How to read compressed files from an Amazon S3 bucket using AWS Glue without decompressing them

Jay Jain
CodeX
Published in
3 min readMay 10, 2021
AWS GLUE

Introduction to AWS Glue

AWS Glue is a fully managed extract, transform, and load (ETL) service that makes it easy for customers to prepare and load their data for analytics.

You can create and run an ETL job with a few clicks in the AWS Management Console. You simply point AWS Glue to your data stored on AWS, and AWS Glue discovers your data and stores the associated metadata (e.g. table definition and schema) in the AWS Glue Data Catalog. AWS Glue supports spark (Pyspark and Scala) language and python shell as well.

Once cataloged, your data is immediately searchable, query able, and available for ETL. AWS Glue generates the code to execute your data transformations and data loading processes.

The Problem

From certain sources we were receiving the data in the compressed format directly into our S3 bucket. The challenge was to read the content of this compressed data without decompressing the file.

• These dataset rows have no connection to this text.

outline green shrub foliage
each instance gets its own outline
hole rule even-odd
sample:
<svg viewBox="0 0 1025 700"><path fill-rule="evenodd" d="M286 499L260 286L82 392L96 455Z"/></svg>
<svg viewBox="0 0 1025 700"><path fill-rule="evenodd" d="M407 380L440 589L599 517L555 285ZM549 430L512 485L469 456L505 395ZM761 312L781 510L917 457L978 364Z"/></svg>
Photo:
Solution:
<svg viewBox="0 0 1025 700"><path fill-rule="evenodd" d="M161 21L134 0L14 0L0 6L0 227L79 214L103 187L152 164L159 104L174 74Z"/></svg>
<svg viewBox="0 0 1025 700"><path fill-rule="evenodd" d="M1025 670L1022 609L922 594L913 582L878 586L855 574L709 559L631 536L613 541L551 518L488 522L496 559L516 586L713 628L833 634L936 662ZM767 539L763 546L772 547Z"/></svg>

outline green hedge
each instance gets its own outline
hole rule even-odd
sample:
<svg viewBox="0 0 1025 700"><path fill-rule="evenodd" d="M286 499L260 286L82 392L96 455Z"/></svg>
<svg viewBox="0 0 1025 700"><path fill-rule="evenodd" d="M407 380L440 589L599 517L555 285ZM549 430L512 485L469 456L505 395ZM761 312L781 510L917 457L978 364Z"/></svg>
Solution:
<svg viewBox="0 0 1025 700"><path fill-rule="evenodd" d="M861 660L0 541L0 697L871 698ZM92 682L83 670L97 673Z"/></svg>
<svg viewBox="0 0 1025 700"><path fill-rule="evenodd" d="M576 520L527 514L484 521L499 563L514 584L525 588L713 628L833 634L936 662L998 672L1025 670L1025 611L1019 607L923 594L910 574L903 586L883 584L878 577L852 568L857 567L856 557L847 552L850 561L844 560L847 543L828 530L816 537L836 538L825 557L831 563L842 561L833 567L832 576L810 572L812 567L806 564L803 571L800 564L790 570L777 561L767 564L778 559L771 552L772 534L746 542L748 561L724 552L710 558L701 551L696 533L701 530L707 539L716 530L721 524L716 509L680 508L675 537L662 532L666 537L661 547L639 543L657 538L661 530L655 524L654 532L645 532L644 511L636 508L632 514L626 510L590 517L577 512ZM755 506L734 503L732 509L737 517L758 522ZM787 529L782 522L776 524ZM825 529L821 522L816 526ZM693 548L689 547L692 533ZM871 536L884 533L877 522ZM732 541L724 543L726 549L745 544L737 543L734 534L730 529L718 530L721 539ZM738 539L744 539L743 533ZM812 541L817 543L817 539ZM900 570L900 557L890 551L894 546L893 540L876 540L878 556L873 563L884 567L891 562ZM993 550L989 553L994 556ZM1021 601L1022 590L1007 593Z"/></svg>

All the compressed files present in S3 where zip or gzip, we had to handle both the variants of file format in the single script.

Have no fear, we have the solution to above problem, we have used python boto3 libraries, along with zip and gzip modules to obtain the solution!

The Approach

First Step is to identify whether the file (or object in S3) is zip or gzip for which we will be using the path of file (using the Boto3 S3 resource Object)

This can be achieved by using endswith function of python. Also with the help of path provided, you can split it into Bucket name and Key Name which can be used later as well

Based on the identification of compressed object, respective block for zip and gzip (or any other) will be called in the script (Here, I have used If/Else)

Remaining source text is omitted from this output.